Pemohon mengevaluasi bahwa Pasal 47 paragraf 2 telah melanggar Republik Indonesia 1945 karena menciptakan ketidakpastian dan memiliki potensi untuk membahayakan Konstitusi rakyat.

Pelamar juga berpendapat bahwa keberadaan Pasal 47 paragraf 2 undang -undang TNI telah membuat pemerintah mengisi posisi publik dan tidak berdasarkan efisiensi.

Pelamar juga mengevaluasi keberadaan artikel yang bertentangan dengan prinsip supremasi publik yang didasarkan pada reformasi.

“Apa tepatnya persiapan quo telah dilecehkan oleh otoritas otoritas pemerintah. Penguasa pemerintah negara bagian yang saat ini melayani dan menunjuk tentara TNI dalam posisi strategis hanya ditampilkan untuk keuntungan pribadi, terlepas dari prinsip -prinsip demokrasi dan prinsip -prinsip peradaban warga sipil yang digabungkan menjadi memperbarui 98,” katanya.

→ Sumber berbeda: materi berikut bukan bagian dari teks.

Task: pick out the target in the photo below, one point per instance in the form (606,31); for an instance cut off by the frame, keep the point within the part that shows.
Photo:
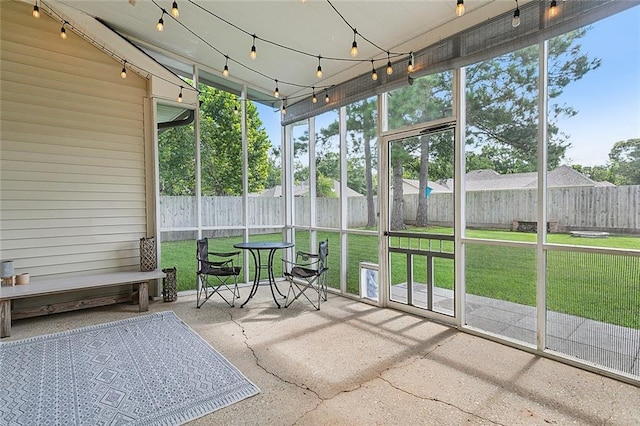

Untuk Pasal 47 Hukum Posisi Pengendalian di Kementerian/Lembaga lain yang dapat dipegang oleh militer TNI yang aktif. Dalam artikel ini, ada lima agensi tambahan dari sembilan hingga 14.

Lima lembaga yang ditambahkan adalah Badan Manajemen Perbatasan Nasional (BNPP), Badan Manajemen Bencana, Badan Manajemen Terorisme, Badan Keamanan Laut dan Kantor Republik Indonesia (Jaksa Agung Militer untuk Kejahatan Militer).